"At that time I was working in Tonetovka [TON company] in Holešov, in the morning we had already heard about the occupation on the radio. We went to work, but the foreman sent us home. There are barracks in Holešov on the way to Přílepy. The tanks were already standing there and I just remember that I had a splitting headache. At home, I picked up the kids and we all went to my parents' house in Na Větřici. We were watching at the Holešov barracks and the airfield and watching the soldiers going back and forth. Our grandfather, my father-in-law, was half Georgian. He didn't speak a word of Russian, but he was sitting with the soldiers on a field and debating with them. They were young boys, they could not even make a head or tail of it. My grandfather told them that his Georgian father was supposed to pay him alimony for fifty-two years. After all, his mother had been in a sugar factory after World War I where there were Russian prisoners. Among them, a Georgian, with whom she had an affair. She got pregnant and they arranged to marry and go to Georgia. Whether he was just promising her or whether he really meant it, I don't know, but when she and her mother came packed, the soldier was not there. Maybe he didn't even have to run away, but maybe in the morning he got the order, 'Let's go!' and there it was. I always have to remember that Stalin was called Dzhugashvili and that our great-grandfather was called Sakashvili, as was a Georgian president. Then I used to say to my father-in-law, 'Dad, your uncle there is the president.'"

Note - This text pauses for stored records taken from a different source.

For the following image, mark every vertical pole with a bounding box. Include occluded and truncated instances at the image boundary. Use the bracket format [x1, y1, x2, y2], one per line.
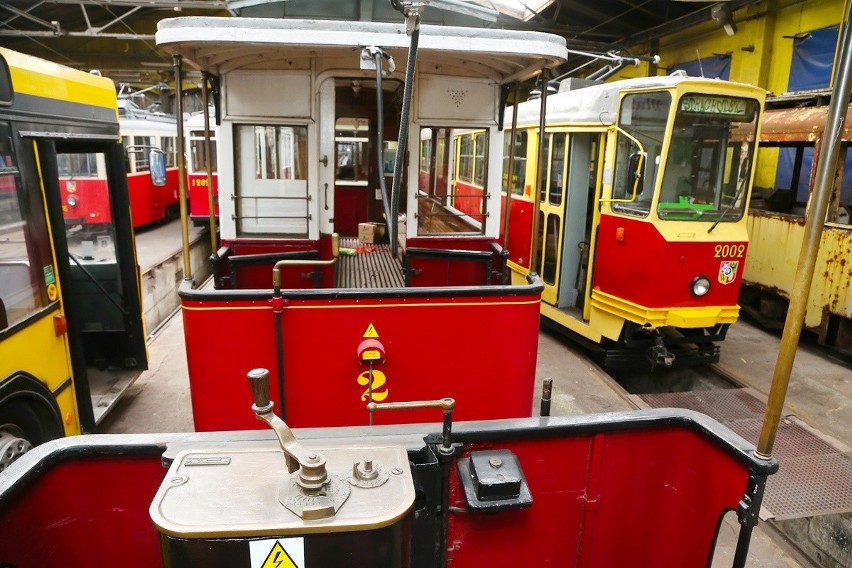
[172, 55, 192, 280]
[529, 69, 550, 274]
[503, 81, 521, 250]
[755, 3, 852, 459]
[201, 71, 219, 253]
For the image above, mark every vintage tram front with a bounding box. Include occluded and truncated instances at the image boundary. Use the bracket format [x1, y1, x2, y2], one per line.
[505, 76, 764, 366]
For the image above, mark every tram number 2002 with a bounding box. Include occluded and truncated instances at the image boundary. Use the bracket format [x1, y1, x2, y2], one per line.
[713, 245, 745, 258]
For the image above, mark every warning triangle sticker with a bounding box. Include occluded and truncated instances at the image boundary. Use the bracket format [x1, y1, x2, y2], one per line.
[261, 540, 299, 568]
[363, 324, 379, 338]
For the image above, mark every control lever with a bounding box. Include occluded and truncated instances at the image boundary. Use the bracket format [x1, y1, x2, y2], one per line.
[248, 369, 328, 490]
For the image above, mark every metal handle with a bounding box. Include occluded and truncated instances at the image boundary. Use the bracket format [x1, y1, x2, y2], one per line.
[367, 398, 456, 451]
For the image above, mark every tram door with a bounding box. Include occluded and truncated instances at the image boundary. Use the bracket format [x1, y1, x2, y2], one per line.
[535, 132, 569, 305]
[330, 79, 405, 236]
[38, 142, 148, 432]
[536, 132, 602, 309]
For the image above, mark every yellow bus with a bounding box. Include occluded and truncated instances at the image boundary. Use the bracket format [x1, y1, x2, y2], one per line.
[0, 48, 147, 470]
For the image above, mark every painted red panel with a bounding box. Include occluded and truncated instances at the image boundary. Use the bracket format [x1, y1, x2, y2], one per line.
[59, 168, 180, 227]
[182, 288, 539, 431]
[592, 215, 748, 308]
[449, 429, 748, 568]
[334, 185, 373, 237]
[187, 172, 219, 220]
[500, 194, 533, 268]
[59, 178, 112, 229]
[0, 455, 166, 568]
[452, 181, 485, 222]
[127, 168, 180, 227]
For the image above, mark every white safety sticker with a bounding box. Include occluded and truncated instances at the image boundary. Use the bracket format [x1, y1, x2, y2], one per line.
[249, 536, 305, 568]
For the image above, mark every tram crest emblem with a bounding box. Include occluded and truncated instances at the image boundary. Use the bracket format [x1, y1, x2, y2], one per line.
[719, 260, 740, 284]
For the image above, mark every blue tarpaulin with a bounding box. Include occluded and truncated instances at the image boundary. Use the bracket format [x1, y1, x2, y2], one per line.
[787, 26, 839, 92]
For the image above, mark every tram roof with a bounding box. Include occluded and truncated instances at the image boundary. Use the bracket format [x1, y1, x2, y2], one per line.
[0, 47, 117, 116]
[503, 75, 765, 125]
[156, 17, 568, 83]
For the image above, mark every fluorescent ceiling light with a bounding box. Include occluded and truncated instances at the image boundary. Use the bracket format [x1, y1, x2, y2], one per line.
[474, 0, 555, 21]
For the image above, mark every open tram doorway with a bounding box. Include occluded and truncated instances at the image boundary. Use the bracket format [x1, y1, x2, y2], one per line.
[330, 79, 406, 237]
[533, 132, 603, 320]
[39, 141, 148, 432]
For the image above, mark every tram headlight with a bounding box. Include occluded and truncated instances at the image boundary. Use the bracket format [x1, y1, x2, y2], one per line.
[692, 276, 710, 298]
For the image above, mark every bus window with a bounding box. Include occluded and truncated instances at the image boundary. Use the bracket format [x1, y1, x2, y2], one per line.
[612, 92, 671, 217]
[0, 149, 51, 330]
[189, 130, 216, 172]
[417, 127, 488, 235]
[235, 124, 308, 238]
[160, 136, 177, 168]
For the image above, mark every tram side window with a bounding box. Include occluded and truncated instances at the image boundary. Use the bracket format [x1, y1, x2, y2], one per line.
[612, 92, 672, 217]
[189, 130, 216, 172]
[503, 130, 529, 195]
[160, 136, 177, 168]
[417, 127, 488, 235]
[125, 136, 154, 173]
[234, 124, 309, 237]
[0, 123, 50, 331]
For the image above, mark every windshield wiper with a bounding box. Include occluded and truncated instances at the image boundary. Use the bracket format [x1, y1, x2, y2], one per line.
[707, 158, 749, 234]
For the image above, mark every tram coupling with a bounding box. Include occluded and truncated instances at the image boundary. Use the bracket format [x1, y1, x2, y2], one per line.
[642, 325, 675, 369]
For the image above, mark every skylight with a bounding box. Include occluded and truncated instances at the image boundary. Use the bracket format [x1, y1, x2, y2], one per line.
[474, 0, 555, 21]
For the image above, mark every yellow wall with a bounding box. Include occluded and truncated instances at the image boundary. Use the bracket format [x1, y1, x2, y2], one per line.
[614, 0, 848, 95]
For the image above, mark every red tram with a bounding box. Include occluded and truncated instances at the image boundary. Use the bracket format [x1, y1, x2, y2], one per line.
[183, 111, 219, 226]
[157, 14, 566, 431]
[59, 99, 180, 230]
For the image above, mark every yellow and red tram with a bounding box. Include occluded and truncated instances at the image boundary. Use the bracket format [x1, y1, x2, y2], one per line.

"We got to Přílepy because my dad had several siblings. His youngest brother on the farm. The one who had been killed by the Germans when the partisans from Přílepy killed two Germans between Lukoveček and Přílepy. The Germans retaliated later. My uncle was walking to the fields that way, because we still have fields there, he was curious what was happening there. Anyone who went there was picked up randomly by the Germans. They took them to the barracks in Holešov, where they tortured them, perhaps, and then shot them in the field near Třebětice. There is even a granite memorial by the road. My uncle was the youngest, he was thirty years old, unmarried, handsome, and when he died, the girls who had fancied him accompanied his coffin, as was the custom in those days. The one with the broken candle went first, and then the other bridesmaids. My uncle wasn't a partisan, but my aunt said he helped the partisans. They used to sleep in our house and once he killed a calf so they could have something to eat. They were such partisans... I don't know."
"We have one more memory of Vizovice. We were there on a trip and I remembered how we had been there with my mother during the war. There was a hornbeam alley growing along the path, and there were beams and on them were hung, my mother said, Vlasov army soldiers. There was also a farm wagon for potatoes and all sorts of things. It was lined with brushwood, and there was a young blond man lying on it, with blood coming out of his ear and his head hanging down from the side. That was so stuck in my head, I hadn´t remembered it until I came to the place again. I guess it's like when you see a shot in a movie."
My uncle was executed by the Nazis for helping partisans. However, he was only walking to his own field
Amálie Gajdošíková, née Sovadinová, was born on 16 December 1940 in Baťa Hospital in Zlín. She lived with her parents and siblings in a Baťa house in the Letná district. It was here that she experienced the bombing of Zlín, which damaged her family home so much that the whole family had to move to Vizovice and later to Prlov. Her earliest memories of the war are connected both with the bombs over the Baťa factories and with the executed partisans in the park of the Vizovice castle. Her father came from Přílepy, near Holešov. It was here that the family moved to the family farm Na Větřici after the war. The farm was left behind her uncle Rudolf Sovadin, who had been arrested and executed by the Nazis for helping the partisans. Most of Amálie Gajdošíková‘s memories are also connected with Přílepy. She grew up there at the time when the last countess of Přílepy, Terezie Seilernová, was staying at the castle. She also experienced the occupation in Přílepy in 1968. She and her husband Miroslav raised two daughters, and for most of her life she worked as a switchboard operator. In 2015, she was widowed when her husband decided to end his own life at the age of seventy-six. Amálie Gajdošíková lives alone in his family home, takes care of her grandchildren or sews witch dolls, which she has exhibited several times.